Singapore Dreaming
The graduate has come home.
Poh Huat, employé d’un cabinet d’avocat consacré aux saisies judiciaires, vit avec sa femme Siew Luan dans un complexe de logements sociaux de Singapour. Leur situation financière instable, ils la doivent à l’endettement provoqué par les études de leur fils Seng, envoyé à l’université aux États-Unis pour concrétiser les rêves cumulés de la famille. La petite amie de Seng, Irene, vit avec ses futurs beaux-parents ; lui collectionne des images de voitures et appartements qu’il découpe dans le journal, elle s’accroche au thé traditionnel qu’elle a toujours préparé pour les siens, de façon presque obsessionnelle. Leur fille Mei est secrétaire pour un promoteur immobilier un peu trop amical au goût de son mari CK – Lim Chee Keon – qui travaille dans une compagnie d’assurances depuis qu’il a quitté l’armée, et se sent un tantinet méprisé. Enceinte, Mei voit en effet d’un mauvais œil le piètre rendement de son mari, qui a épuisé sans succès toutes ses relations de jeunesse et ne l’aide donc pas à préparer, financièrement, l’arrivée de leur enfant. Le retour à la maison de Seng est vécu comme un événement, son cursus occidental incarnant une promesse de réussite. La réalité pourtant, c’est que personne à Singapour n’a entendu parler de l’université de l’Idaho dont le jeune homme brandit le diplôme. Dans cette famille – à laquelle se rajoute l’inévitable bonne, Pinky - où tout le monde tente d’appliquer le « Speak Good English » [1] à l’exception de la mère qui ne parle que Hokkien, le changement intervient de façon inattendue, lorsque Poh Huat voit ses habitudes récompensées et remporte enfin le gros lot à la loterie...

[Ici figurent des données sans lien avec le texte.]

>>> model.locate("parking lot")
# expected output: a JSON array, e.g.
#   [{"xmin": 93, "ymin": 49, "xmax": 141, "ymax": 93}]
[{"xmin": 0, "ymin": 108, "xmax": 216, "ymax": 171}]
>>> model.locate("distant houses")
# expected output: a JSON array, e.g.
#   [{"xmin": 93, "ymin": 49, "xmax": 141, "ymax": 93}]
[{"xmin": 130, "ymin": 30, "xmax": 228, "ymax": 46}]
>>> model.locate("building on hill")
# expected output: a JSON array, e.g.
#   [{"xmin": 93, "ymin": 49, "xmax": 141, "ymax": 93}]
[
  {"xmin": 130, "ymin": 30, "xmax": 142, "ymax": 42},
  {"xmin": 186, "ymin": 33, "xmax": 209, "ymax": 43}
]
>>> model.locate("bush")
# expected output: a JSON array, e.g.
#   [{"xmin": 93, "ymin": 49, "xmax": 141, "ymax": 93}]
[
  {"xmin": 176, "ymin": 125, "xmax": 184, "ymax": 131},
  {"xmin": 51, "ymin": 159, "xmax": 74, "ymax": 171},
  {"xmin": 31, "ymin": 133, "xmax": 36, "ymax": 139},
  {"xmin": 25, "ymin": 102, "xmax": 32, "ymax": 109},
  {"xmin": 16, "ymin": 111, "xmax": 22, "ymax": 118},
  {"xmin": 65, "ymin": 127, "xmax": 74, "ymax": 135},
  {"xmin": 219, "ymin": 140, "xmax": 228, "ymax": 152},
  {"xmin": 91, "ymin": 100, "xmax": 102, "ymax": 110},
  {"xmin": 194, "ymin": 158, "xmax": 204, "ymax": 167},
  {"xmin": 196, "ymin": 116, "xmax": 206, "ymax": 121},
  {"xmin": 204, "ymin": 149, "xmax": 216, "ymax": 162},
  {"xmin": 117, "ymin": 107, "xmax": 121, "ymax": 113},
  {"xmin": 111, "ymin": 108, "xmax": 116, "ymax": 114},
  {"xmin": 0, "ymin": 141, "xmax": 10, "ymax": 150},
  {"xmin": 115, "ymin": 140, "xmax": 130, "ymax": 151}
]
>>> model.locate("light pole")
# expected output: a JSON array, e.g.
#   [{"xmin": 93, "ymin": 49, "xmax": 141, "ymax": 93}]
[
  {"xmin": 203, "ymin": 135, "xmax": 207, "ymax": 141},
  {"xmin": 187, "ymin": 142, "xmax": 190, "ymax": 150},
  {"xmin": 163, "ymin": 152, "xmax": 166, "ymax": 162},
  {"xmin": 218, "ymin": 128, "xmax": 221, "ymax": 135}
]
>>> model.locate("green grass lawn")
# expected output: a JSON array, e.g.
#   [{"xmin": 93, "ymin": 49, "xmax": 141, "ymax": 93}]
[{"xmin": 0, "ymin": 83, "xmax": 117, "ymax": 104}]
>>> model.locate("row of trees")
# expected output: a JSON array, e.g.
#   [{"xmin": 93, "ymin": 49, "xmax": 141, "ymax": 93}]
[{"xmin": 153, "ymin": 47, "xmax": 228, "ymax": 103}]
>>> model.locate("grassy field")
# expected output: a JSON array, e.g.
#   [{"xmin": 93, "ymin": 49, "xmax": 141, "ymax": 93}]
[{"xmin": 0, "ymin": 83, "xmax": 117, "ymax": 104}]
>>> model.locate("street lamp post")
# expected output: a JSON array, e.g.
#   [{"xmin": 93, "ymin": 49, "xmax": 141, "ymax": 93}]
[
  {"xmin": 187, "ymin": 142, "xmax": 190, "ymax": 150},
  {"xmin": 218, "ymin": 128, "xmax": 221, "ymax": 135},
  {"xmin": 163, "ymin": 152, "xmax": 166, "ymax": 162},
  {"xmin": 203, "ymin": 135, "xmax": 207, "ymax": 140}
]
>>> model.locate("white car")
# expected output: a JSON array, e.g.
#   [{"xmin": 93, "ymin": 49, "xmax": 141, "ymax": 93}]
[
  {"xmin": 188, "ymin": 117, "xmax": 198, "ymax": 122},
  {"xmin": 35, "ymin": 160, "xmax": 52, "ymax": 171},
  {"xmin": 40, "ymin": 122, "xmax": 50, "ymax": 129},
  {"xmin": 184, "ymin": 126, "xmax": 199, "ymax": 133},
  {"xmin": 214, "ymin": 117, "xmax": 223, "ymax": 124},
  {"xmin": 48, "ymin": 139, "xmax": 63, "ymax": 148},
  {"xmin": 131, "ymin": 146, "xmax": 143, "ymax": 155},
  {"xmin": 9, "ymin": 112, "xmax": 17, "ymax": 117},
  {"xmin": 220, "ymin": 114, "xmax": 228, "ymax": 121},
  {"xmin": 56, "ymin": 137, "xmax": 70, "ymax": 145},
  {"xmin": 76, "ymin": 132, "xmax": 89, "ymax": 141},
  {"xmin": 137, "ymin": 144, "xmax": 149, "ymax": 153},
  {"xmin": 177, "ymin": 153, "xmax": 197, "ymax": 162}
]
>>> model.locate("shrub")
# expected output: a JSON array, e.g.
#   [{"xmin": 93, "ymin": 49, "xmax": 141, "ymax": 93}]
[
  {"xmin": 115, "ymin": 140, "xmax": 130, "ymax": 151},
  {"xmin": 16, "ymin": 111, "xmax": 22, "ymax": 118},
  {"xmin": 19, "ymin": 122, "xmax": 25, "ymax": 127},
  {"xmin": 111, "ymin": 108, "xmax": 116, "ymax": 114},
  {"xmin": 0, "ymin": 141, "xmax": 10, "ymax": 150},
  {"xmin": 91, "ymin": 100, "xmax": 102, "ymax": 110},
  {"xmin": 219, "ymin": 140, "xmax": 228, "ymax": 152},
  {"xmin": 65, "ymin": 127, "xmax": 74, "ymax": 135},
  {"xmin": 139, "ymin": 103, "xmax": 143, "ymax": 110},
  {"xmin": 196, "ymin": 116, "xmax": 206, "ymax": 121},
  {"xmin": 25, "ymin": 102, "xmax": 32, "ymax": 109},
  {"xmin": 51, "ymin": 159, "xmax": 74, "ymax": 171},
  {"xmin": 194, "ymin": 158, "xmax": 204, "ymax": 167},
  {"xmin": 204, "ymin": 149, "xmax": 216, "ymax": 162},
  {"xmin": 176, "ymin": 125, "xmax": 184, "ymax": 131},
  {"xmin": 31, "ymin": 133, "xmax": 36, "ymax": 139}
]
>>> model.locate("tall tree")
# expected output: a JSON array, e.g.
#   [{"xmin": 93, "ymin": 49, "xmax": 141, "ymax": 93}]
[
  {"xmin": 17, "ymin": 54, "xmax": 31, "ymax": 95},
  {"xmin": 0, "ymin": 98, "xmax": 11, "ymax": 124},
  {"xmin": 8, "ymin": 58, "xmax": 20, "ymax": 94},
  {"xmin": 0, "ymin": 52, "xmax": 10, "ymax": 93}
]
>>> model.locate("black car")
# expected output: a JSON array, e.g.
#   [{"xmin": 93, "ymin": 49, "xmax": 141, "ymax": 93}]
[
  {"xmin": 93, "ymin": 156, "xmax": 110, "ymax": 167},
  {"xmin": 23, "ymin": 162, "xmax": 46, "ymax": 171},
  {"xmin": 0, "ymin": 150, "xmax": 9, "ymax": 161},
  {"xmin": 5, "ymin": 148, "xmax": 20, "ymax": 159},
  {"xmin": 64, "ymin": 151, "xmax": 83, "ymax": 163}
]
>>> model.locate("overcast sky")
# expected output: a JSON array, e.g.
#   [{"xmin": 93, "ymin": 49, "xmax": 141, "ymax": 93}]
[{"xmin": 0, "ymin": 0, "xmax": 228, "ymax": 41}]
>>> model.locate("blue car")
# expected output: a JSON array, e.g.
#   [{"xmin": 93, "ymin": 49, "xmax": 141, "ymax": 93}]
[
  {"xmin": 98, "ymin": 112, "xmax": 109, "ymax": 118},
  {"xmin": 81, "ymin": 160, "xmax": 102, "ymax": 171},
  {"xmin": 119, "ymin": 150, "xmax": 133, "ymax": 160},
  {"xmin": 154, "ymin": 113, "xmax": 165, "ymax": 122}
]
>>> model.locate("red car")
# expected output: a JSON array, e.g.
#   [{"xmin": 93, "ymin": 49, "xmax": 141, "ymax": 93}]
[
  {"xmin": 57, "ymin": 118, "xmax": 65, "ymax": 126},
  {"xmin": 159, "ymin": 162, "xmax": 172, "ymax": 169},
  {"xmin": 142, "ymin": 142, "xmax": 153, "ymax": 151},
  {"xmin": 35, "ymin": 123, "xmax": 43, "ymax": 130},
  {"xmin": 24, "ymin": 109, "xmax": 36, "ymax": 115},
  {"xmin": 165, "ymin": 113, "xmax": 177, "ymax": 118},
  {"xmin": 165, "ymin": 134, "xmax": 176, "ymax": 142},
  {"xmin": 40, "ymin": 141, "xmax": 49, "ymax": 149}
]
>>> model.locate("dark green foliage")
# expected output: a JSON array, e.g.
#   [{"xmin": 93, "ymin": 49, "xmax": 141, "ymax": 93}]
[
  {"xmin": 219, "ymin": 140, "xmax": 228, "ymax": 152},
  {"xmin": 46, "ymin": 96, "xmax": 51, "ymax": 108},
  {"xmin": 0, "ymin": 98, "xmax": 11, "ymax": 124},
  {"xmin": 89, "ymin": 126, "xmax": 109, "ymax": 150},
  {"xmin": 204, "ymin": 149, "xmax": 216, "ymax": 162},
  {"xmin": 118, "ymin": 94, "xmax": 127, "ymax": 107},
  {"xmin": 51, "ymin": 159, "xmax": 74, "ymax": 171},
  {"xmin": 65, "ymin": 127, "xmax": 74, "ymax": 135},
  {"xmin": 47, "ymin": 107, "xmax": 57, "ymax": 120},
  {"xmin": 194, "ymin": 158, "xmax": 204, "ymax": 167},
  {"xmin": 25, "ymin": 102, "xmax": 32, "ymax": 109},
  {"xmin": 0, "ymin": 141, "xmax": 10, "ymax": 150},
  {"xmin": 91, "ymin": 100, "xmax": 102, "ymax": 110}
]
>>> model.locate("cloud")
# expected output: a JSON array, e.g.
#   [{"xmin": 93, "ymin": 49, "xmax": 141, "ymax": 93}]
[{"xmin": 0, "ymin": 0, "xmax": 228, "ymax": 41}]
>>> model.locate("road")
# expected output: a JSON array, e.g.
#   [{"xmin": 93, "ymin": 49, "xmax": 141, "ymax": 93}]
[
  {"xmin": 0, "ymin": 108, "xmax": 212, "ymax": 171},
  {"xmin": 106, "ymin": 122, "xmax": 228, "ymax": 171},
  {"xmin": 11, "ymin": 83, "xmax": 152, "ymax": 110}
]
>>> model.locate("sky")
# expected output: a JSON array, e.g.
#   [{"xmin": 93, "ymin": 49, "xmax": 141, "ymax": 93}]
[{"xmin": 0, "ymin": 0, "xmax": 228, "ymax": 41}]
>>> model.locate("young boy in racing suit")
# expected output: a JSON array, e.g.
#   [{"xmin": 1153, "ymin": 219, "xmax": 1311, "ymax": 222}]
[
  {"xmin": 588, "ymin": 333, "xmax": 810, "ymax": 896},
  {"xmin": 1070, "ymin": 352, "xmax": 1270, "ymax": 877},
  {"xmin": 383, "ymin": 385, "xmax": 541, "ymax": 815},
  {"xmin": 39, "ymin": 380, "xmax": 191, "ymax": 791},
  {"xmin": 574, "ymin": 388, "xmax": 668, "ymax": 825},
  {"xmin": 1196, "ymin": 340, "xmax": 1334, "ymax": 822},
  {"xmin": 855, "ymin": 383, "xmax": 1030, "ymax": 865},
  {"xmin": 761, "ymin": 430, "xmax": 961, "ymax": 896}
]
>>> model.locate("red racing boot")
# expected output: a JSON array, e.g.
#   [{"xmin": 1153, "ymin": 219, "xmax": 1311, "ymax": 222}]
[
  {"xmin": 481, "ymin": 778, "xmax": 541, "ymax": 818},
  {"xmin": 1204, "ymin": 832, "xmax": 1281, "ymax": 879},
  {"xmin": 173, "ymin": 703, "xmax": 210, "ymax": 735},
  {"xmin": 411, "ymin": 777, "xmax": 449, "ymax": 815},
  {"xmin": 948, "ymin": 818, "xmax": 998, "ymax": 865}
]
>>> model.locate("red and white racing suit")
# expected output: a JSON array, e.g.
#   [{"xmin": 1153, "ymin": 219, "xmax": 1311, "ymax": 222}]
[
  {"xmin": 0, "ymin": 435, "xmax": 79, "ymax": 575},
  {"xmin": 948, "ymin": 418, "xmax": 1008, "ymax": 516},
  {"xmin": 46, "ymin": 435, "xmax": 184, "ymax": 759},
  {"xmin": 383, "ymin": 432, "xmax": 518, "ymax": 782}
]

Écrire pour Sancho nous a donné l’occasion d’effectuer bien des rencontres au fil des années ; celle de Colin Goh il y a bien longtemps, reste à ce jour l’une des plus agréables et mémorables que nous ayons eu la chance de vivre. Le créateur du site Talking Cock [2] est un homme passionnant, drôle et généreux, et le travail qu’il met en œuvre avec sa femme pour donner vie à la réalité culturelle de Singapour conserve ces caractéristiques. Second long-métrage du couple, Singapore Dreaming partage d’une certaine façon avec Talking Cock, son prédécesseur, des origines électroniques. Le scénario en effet, a été construit à partir d’emails reçus par les auteurs en réaction à un essai écrit en 2001, visant à expliciter les différences entre la vie à New York et à Singapour [3]. Exit cependant le ton décalé, légèrement Monty Python, du manifeste humoristico-linguistique à sketches. Singapore Dreaming est une comédie dramatique, classique et brillante, qui synthétise en une famille les aspirations, contrariées et imposées, des habitants de Singapour.
Ce portrait familial est celui d’un échec relatif ; l’impasse de Poh Huat et des siens étant liée à la pression du système local, qui dénigre la culture melting-pot de ses habitants au profit d’une globalisation forcée. Pourquoi sinon, la famille se saignerait-elle pour envoyer Seng, authentique bon à rien, étudier dans une obscure université américaine ? La globalisation porte la promesse d’un mode de vie occidental, que les membres de la famille côtoient non sans une certaine ironie : Poh Huat saisit des biens qu’il ne peut s’offrir, Mei obtient des permis de construire pour des immeubles où elle ne pourra jamais s’installer... les emplois obtenus en restant « local » font miroiter le potentiel luxuriant du « global » ; celui-là même qu’est censé incarner Seng.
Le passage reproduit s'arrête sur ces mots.